Pasalnya, larangan tersebut tidak serta merta menyelesaikan masalah minyak goreng yang sudah berlangsung berbulan-bulan ini. Khususnya, bagi industri usaha kecil dan menengah, misalnya para pelaku usaha kuliner seperti warung makan.
Menurut Baidowi, meskipun ekspor minyak goreng telah dilarang, namun pemerintah tidak boleh lengah dengan stok dan kebutuhan minyak goreng di dalam negeri.
“Sejalan dengan pelonggaran aktivitas masyarakat di luar rumah, permintaan makanan akan terus meningkat. Meski ada devisa ekspor yang hilang, mengantisipasi kelangkaan minyak goreng dan menjaga stabilitas harga jauh lebih mendesak untuk jangka pendek,” ujar Baidowi, Senin, 25 April.
Sekretaris Fraksi PPP itu pun mempertanyakan soal pelarangan ekspor minyak goreng tersebut, apakah berlaku untuk seluruh CPO atau tidak.

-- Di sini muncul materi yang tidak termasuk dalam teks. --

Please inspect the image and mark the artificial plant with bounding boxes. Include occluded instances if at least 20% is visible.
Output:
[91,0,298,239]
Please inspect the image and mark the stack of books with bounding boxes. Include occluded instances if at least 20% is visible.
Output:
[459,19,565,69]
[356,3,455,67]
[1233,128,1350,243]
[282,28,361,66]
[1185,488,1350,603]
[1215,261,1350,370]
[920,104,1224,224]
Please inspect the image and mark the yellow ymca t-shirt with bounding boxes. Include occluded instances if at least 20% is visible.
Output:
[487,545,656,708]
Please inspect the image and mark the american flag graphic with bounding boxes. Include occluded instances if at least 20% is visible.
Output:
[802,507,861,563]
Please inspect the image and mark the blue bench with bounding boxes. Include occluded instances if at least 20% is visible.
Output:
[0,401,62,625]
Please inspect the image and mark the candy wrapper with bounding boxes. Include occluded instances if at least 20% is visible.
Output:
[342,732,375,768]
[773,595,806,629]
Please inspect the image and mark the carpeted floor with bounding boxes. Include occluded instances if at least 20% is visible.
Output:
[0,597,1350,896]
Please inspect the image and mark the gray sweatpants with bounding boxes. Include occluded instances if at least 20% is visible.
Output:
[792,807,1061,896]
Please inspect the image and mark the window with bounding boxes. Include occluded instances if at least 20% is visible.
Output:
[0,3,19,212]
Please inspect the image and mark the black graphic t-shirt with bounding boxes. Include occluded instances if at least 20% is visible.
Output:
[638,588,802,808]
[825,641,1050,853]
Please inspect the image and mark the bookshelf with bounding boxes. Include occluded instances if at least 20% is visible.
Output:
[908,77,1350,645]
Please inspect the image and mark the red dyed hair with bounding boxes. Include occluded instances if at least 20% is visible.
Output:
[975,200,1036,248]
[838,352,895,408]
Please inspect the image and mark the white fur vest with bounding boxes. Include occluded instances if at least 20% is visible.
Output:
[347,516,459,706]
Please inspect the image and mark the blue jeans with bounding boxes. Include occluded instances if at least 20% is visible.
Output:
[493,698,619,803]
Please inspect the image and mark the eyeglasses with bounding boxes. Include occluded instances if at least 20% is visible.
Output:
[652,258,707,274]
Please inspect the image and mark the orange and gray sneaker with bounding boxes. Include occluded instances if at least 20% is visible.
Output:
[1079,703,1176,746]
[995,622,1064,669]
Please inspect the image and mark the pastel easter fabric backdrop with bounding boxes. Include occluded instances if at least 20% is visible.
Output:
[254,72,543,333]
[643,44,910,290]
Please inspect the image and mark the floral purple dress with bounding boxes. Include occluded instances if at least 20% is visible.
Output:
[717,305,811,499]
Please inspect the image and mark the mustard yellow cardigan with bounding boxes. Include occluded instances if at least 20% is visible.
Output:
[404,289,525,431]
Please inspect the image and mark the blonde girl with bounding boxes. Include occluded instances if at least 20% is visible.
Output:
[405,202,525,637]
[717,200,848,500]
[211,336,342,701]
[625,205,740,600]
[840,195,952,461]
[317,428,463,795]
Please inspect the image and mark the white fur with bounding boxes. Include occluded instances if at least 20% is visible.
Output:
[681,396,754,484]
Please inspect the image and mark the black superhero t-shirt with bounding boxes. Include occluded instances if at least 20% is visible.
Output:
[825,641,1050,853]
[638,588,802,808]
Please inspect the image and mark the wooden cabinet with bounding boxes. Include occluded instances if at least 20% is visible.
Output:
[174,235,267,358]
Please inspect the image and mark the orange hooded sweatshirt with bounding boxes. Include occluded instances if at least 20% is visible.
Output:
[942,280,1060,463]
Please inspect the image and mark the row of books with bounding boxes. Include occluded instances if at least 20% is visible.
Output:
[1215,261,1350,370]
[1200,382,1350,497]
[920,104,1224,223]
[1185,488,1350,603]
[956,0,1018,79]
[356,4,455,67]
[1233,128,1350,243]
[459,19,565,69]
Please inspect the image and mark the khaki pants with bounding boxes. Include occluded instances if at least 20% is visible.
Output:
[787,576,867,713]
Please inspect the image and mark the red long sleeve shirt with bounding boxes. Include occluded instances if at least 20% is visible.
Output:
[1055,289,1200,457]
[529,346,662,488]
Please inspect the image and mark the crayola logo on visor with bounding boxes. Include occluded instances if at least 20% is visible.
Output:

Sebab kata dia, hanya RBD olein yang menjadi bahan baku minyak goreng curah, minyak goreng kemasan sederhana, dan kemasan premium.
“Tampaknya hanya RBD olein atau bahan baku minyak goreng yang dilarang ekspor, sementara produk turunan CPO lain tidak dilarang. Pengusaha masih bisa leluasa mengekspor produk CPO selain RBD olein,” kata Baidowi.
Diketahui, Presiden Joko Widodo (Jokowi) resmi melarang ekspor minyak sawit mentah atau crude palm oil (CPO) dan produk minyak goreng. Larangan ini mulai akan berlaku pada Kamis, 28 April mendatang.
“Dalam rapat tersebut telah saya putuskan pemerintah melarang ekspor bahan baku minyak goreng dan minyak goreng,” kata Jokowi Jumat, 22 April.